Maintenance¶

Planned Maintenance¶

Most maintenance is performed during regular hours with no interruption to service. System wide maintenance is usually planned ahead of time and is scheduled for Wednesdays from 8:00 AM to 5:00 PM with at least 10 days notice. These will be planned to occur four times per year.

Maintenance windows represent periods when UITS may choose to drain the queues of running jobs and suspend access to the cluster operation for HPC maintenance purposes.

The notification will describe the nature and extent (partial or full) of the interruptions of HPC services.

System-wide Maintenance¶

Impacts to job queues

During system-wide maintenance cycles, jobs queues are impacted before and during maintenance. Jobs submitted whose runtimes would overlap with maintenance are held until maintenance is concluded.

Some maintenance cycles require the entire system to be taken offline. In preparation, batch queues will be modified prior to scheduled downtimes to hold jobs which request more wallclock time than remains before the shutdown. Held jobs will be released to run once maintenance concludes.

Rolling maintenance¶

Impacts to job queues

During rolling maintenance cycles, job queues are impacted during and after maintenance. All nodes are drained, meaning they cannot accept new jobs and must allow running jobs to complete before they can be updated, rebooted, and put back online. The system may be slower to accept new jobs for 10 days following these maintenance cycles.

Rolling maintenance cycles are implemented to facilitate updates or maintenance tasks without necessitating a complete system shutdown. Throughout rolling maintenance, nodes will stop accepting new jobs, allowing currently running tasks to finish uninterrupted. As nodes gradually become vacant, they are taken offline, updated, rebooted, and then restored to service. This iterative process ensures minimal disruption to ongoing computational tasks while maintenance is underway. It's important to note that during rolling maintenance cycles, job queues may experience a temporary slowdown as nodes await reboot.

Emergency Maintenance¶

Unavoidable (emergency) downtime may occur as a result of any of the above reasons at almost any time. Such events are rare and great effort is made to avoid these situations. However, when emergency maintenance is needed, the UITS unit responsible for the item affected will provide as much notice to users as possible and work to resolve the fault as quickly as possible.

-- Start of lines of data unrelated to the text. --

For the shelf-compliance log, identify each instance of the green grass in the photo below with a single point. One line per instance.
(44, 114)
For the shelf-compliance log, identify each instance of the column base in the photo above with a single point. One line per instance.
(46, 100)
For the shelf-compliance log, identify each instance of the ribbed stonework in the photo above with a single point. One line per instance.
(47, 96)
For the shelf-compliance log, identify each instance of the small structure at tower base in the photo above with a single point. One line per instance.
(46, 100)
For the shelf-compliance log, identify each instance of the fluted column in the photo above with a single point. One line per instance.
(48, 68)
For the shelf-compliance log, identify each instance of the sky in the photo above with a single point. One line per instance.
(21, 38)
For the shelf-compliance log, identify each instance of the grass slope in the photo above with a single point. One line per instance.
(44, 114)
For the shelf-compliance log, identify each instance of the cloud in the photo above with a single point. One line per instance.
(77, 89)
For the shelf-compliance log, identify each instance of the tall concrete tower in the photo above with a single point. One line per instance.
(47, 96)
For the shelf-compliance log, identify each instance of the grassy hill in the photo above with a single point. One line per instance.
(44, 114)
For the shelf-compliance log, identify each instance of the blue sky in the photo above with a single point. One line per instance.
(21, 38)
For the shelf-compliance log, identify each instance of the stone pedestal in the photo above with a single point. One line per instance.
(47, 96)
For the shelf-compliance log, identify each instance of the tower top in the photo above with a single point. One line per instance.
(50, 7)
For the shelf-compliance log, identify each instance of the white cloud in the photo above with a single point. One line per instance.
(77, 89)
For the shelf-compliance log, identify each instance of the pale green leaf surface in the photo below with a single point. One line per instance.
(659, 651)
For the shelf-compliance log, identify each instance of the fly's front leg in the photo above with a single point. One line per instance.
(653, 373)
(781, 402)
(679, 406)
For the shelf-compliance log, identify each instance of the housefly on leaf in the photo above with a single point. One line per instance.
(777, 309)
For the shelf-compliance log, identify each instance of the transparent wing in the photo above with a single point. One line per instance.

Any emergency outages will be announced via email through the hpc-announce@list.arizona.edu mailing list.

Maintenance History¶

Type: Disruptive Maintenance

Routine software and firmware updates for the compute nodes and storage.
The scheduler will receive a major update. Please report any unexpected scheduler issues after service is restored.
Newer intel software will be made available.

Type: Rolling Maintenance

Routine software and firmware updates for the compute nodes and storage.
Login nodes OS update to Rocky Linux 9.
Minor Open OnDemand update to improve usability

Type: Rolling Maintenance

Network and device software updates.
Quarterly OS patching and associated reboots.
cuDNN module fix: The existing cudnn/9.3 module was incorrectly pointing to cuDNN 9.2. During maintenance, it will be updated to correctly point to cuDNN 9.3. If this change disrupts your workflow, you can load cudnn/9.2 instead.
Ticketing system change: all emails sent to hpc-consult will now automatically open a ServiceNow ticket for assignment and tracking purposes.

Type: Rolling Maintenance

Routine patching of all nodes.
Upgrade of Open OnDemand (OOD) to 4.0 with relatively minor changes. Link to Release Note.

Type: Rolling Maintenance

Routine patching of all nodes.
Completion of OS migration. All remaining CentOS 7 Puma nodes migrated to Rocky Linux 9. Puma9 made default cluster.

Type: Rolling Maintenance

Routine patching of all nodes and storage array.
OS upgrades continue. A block of nodes were migrated from CentOS 7 to Rocky 9, accessible from the login nodes using puma9. More details can be found on our OS Updates page.

Type: Rolling Maintenance

OnDemand graphical jobs limited to four days to support general resource availability.
User portal upgraded to support mobile clients.
New GPU partitions introduced to improve GPU resource availability.

Type: Rolling Maintenance

OnDemand Upgrade.
Gatekeeper moved to EL8 operating system.
Enabled job script storage in slurm accounting.

Type: Rolling Maintenance

General operating system patches.
Qumulo storage array update.
Slurm configuration improvements.
Metrics (XDMOD) OS upgrade.
RStudio Server support for R version 4.3.2.
OnDemand OS upgrades.